As journalist Mel Doyle has reflected, in a youth-obsessed culture there is value in appreciating wisdom and experience – qualities that only come with time. Actor Kate Winslet has similarly spoken about rejecting age-erasing narratives and embracing authenticity, confidence, and self-acceptance as women grow older.
These voices do not offer clinical guidance – but they do signal a meaningful cultural re-orientation: away from perfection, and toward presence.
Recently, a reflective trend has emerged online in which women imagine their 80-year-old self waking up in their current body for just one day – often described as “I’m 80, but I woke up in my 37-year-old body.” The exercise isn’t about denial of ageing, but perspective. Women describe moving through the day with greater tenderness toward their bodies, more appreciation for energy and health, and a clearer sense of what truly matters. Psychologically, this kind of perspective-taking can be powerful – helping shift attention from self-criticism to gratitude, presence, and self-compassion.
The Invisible Load of Midlife
Alongside these cultural shifts, there has also been growing recognition at a systemic level. The introduction of reproductive leave policies in some workplaces reflects an acknowledgement that women’s health experiences – including menstruation, endometriosis, fertility treatment, pregnancy loss, and menopause – intersect with working life in real and ongoing ways. While access remains inconsistent, these developments mark an important step toward legitimising women’s health as a workplace wellbeing issue, rather than a private burden to be managed in silence.
For many women, this stage of life coincides with significant external demands: career responsibility, parenting transitions, caring for ageing parents, and changing relationships. Psychologically, this layering can heighten stress, grief, and self-doubt – not because something is wrong, but because so much is being held at once.
This is where self-awareness and mind-body approaches can be especially supportive: helping women notice patterns, regulate overwhelm, and reconnect with what matters most.
Fertility, Choice, and the Matriarchal Shift
Perimenopause can bring grief around fertility – whether that is the closing of a chapter, uncertainty about future possibilities, or reflection on choices made or not made. Yet beyond this grief, many women describe a growing sense of clarity. A shedding of roles that no longer fit. A steadier, quieter confidence.
From an evolutionary perspective, it’s striking that humans are the only known land mammals to experience true menopause – a long life after reproduction ends. This suggests that midlife is not a biological mistake, but a meaningful stage of contribution, wisdom, and social leadership.
I think of this as a matriarchal transition – not defined by age, but by lived experience.
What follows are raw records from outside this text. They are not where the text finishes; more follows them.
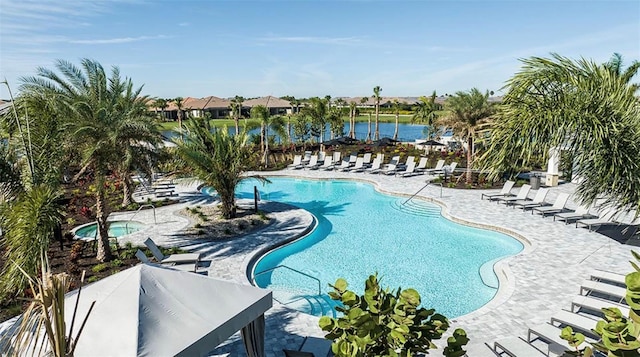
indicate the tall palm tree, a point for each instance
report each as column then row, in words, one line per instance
column 218, row 159
column 587, row 109
column 426, row 112
column 396, row 109
column 376, row 96
column 92, row 101
column 469, row 112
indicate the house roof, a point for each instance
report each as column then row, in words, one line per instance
column 268, row 101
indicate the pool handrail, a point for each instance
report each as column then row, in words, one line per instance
column 155, row 221
column 422, row 188
column 255, row 275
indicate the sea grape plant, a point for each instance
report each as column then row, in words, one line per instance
column 618, row 334
column 386, row 323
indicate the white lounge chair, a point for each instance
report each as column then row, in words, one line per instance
column 313, row 163
column 375, row 167
column 537, row 201
column 297, row 162
column 608, row 291
column 505, row 191
column 558, row 206
column 359, row 166
column 422, row 165
column 521, row 196
column 582, row 212
column 577, row 322
column 592, row 222
column 173, row 258
column 595, row 305
column 515, row 347
column 409, row 171
column 438, row 168
column 328, row 163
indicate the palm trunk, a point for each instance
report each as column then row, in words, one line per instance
column 126, row 190
column 395, row 133
column 102, row 237
column 377, row 121
column 469, row 158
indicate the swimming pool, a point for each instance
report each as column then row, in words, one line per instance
column 361, row 231
column 116, row 229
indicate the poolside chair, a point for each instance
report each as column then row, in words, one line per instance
column 375, row 167
column 366, row 160
column 505, row 191
column 439, row 166
column 183, row 267
column 313, row 163
column 521, row 196
column 422, row 165
column 297, row 162
column 577, row 322
column 591, row 222
column 173, row 258
column 389, row 170
column 357, row 167
column 328, row 163
column 409, row 171
column 582, row 212
column 515, row 347
column 558, row 206
column 537, row 201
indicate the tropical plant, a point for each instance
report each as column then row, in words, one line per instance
column 585, row 108
column 386, row 323
column 28, row 223
column 42, row 327
column 218, row 159
column 469, row 114
column 426, row 113
column 376, row 96
column 92, row 102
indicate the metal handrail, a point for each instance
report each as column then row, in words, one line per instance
column 155, row 221
column 253, row 279
column 423, row 187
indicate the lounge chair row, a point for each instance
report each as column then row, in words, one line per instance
column 364, row 164
column 602, row 290
column 581, row 216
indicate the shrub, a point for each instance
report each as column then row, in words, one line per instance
column 386, row 323
column 99, row 267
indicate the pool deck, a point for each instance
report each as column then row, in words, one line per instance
column 534, row 284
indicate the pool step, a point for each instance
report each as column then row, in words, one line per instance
column 416, row 208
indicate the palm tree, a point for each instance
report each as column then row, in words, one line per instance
column 587, row 109
column 376, row 96
column 262, row 113
column 396, row 109
column 218, row 159
column 426, row 112
column 469, row 112
column 93, row 102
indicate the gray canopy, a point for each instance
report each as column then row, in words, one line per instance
column 150, row 310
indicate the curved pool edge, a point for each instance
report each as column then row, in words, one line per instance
column 506, row 279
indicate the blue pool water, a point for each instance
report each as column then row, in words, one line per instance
column 116, row 229
column 361, row 231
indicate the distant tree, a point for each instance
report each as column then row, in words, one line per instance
column 469, row 112
column 376, row 96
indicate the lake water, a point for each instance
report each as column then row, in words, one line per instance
column 406, row 132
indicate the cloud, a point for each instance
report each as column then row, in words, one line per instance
column 313, row 40
column 118, row 40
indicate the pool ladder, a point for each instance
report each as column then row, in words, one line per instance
column 420, row 190
column 155, row 221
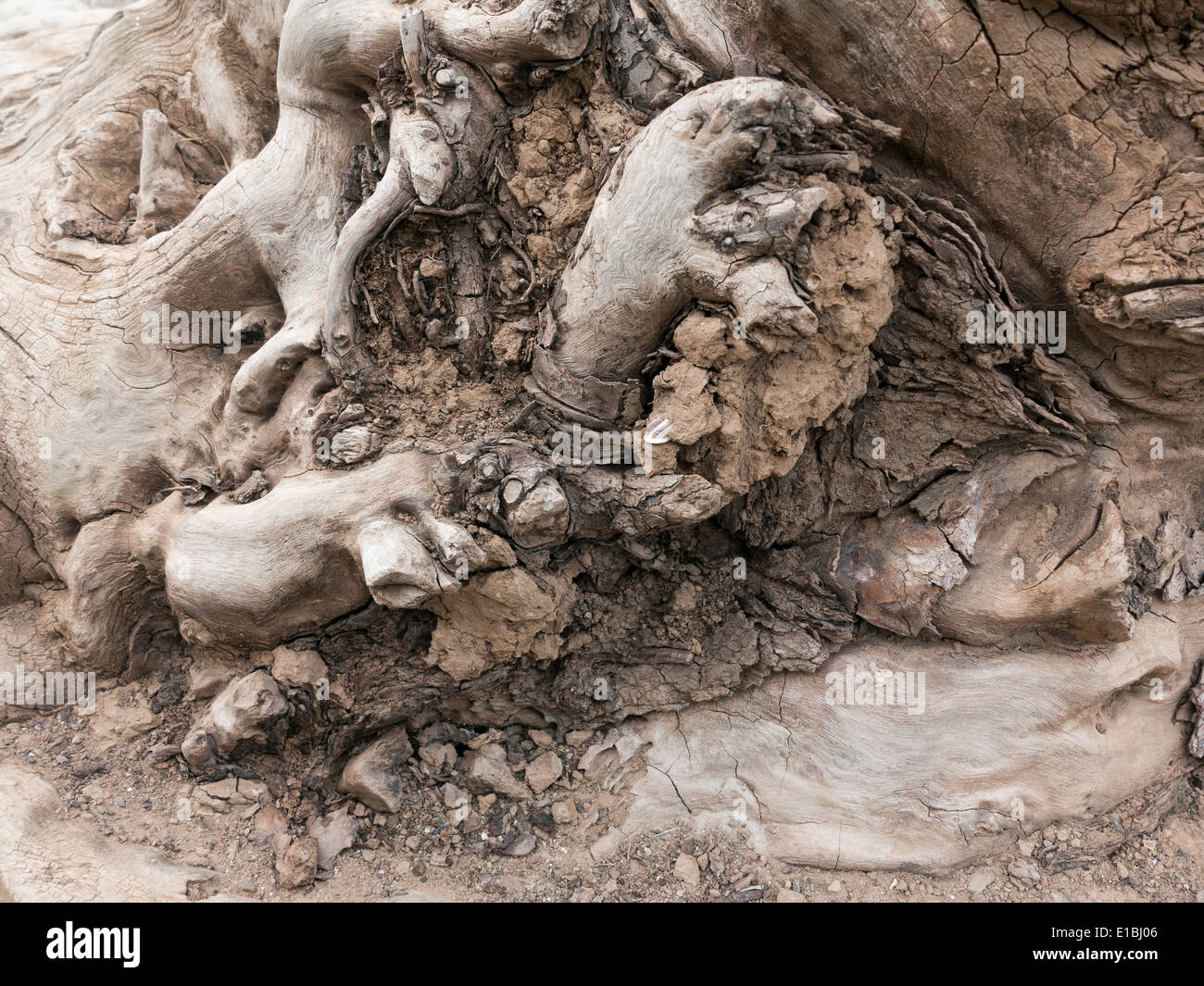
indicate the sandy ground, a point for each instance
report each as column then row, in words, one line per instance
column 107, row 782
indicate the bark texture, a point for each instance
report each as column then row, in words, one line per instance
column 607, row 365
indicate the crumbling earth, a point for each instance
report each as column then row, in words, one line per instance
column 536, row 450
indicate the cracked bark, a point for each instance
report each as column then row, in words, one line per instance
column 771, row 271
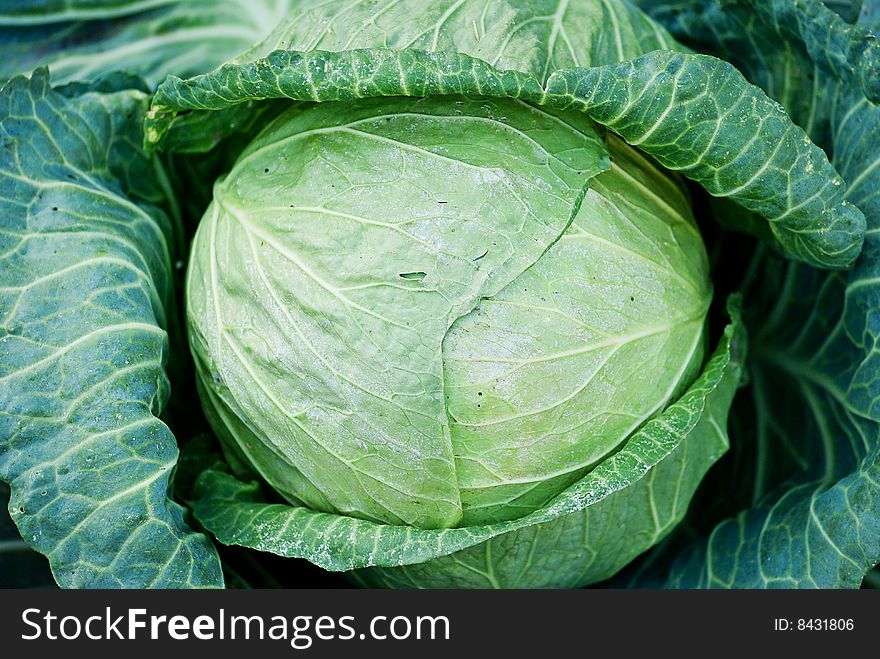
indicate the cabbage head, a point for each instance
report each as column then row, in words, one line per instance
column 466, row 293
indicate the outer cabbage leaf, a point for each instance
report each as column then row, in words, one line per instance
column 627, row 503
column 806, row 444
column 669, row 104
column 85, row 292
column 85, row 39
A knowing that comes from having loved, lost, learned, and continued.
A Closing Reflection
There is a quiet reckoning that arrives in midlife.
Not loud. Not dramatic.
Just a soft awareness that time is no longer abstract – it is personal.
It appears in small moments: watching your children sleep, noticing your body change, realising that the women who raised or guided you are ageing too. It arrives in grief for what has passed, and tenderness for what still remains.
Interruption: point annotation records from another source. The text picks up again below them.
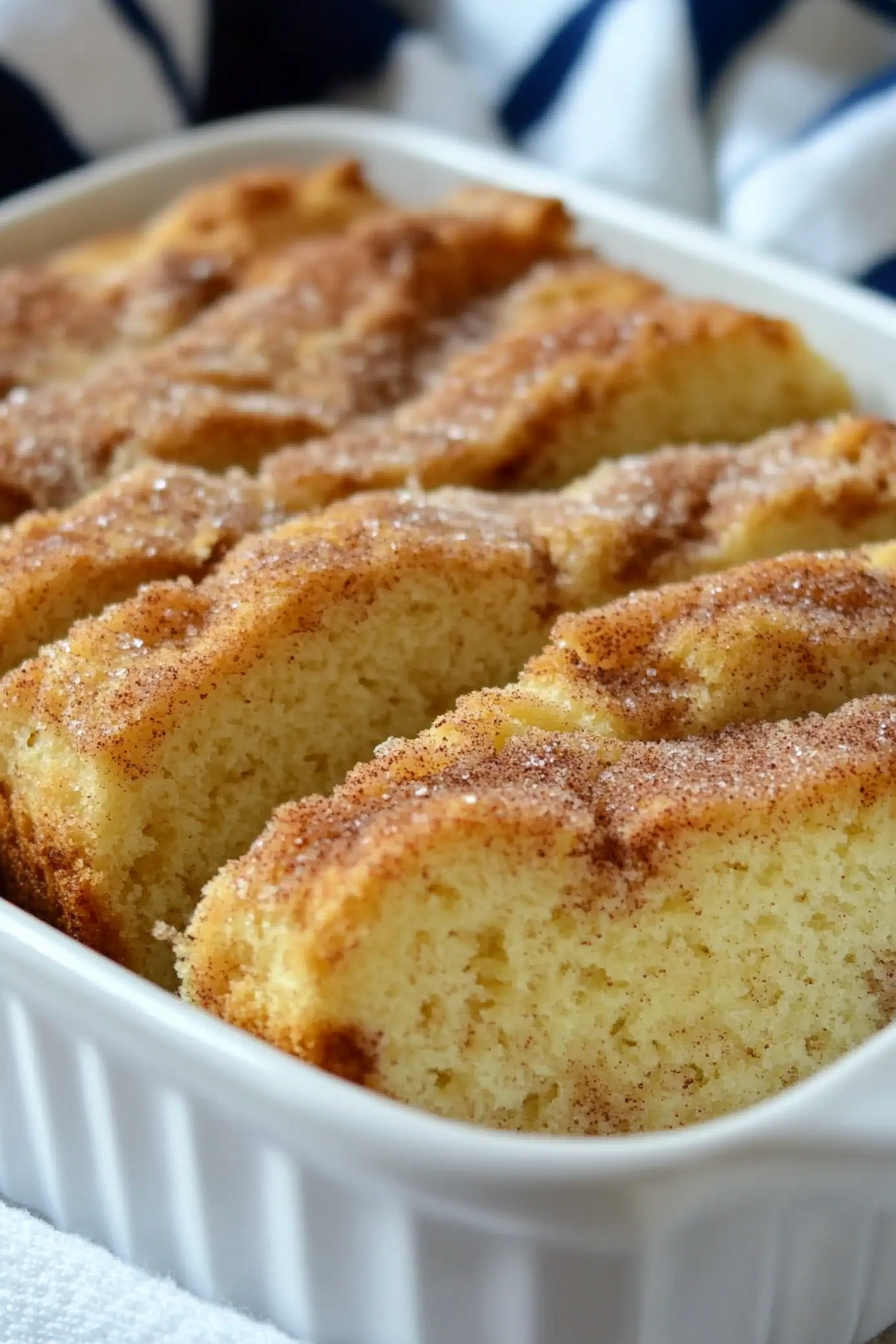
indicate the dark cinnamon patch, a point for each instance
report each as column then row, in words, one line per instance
column 881, row 984
column 348, row 1053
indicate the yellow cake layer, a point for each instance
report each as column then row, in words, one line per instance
column 151, row 745
column 650, row 883
column 125, row 290
column 156, row 522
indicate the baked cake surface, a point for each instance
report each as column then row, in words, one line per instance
column 562, row 910
column 156, row 522
column 578, row 383
column 121, row 292
column 341, row 325
column 151, row 745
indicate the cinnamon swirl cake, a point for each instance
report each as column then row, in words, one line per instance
column 130, row 289
column 152, row 743
column 650, row 883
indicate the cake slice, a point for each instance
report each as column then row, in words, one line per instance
column 337, row 327
column 152, row 743
column 157, row 522
column 652, row 883
column 125, row 290
column 542, row 405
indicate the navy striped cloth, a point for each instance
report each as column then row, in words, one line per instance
column 777, row 118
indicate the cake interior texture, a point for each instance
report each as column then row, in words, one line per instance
column 535, row 925
column 151, row 745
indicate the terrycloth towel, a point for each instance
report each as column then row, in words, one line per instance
column 774, row 117
column 59, row 1289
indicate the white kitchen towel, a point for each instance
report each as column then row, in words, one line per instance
column 59, row 1289
column 774, row 117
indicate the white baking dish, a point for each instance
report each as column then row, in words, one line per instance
column 191, row 1149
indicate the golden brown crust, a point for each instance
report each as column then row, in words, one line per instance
column 118, row 293
column 153, row 523
column 572, row 871
column 114, row 684
column 628, row 804
column 825, row 625
column 348, row 327
column 536, row 406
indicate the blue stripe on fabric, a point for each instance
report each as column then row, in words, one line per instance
column 278, row 53
column 872, row 88
column 143, row 24
column 881, row 276
column 538, row 86
column 720, row 28
column 38, row 144
column 861, row 93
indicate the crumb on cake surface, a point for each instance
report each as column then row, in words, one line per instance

In my work across psychology and grief care, I often hear people say, “I thought I had more time.” Not as regret – but as recognition.
Midlife invites us to stop waiting for permission.
Permission to take up space.
Permission to soften expectations.
Permission to live in a way that is truer, more intentional, and more aligned with who we are becoming.
This stage of life is not about becoming someone new.
It is about remembering who you were before the world asked you to be smaller.
There is wisdom here.
There is beauty here.
And there is a deep, steady strength that grows not in spite of time – but because of it.
Midlife is not an ending.
It is a return.
To ourselves.
To what matters.
To this one precious life that with grit and gumption, we are still very much living.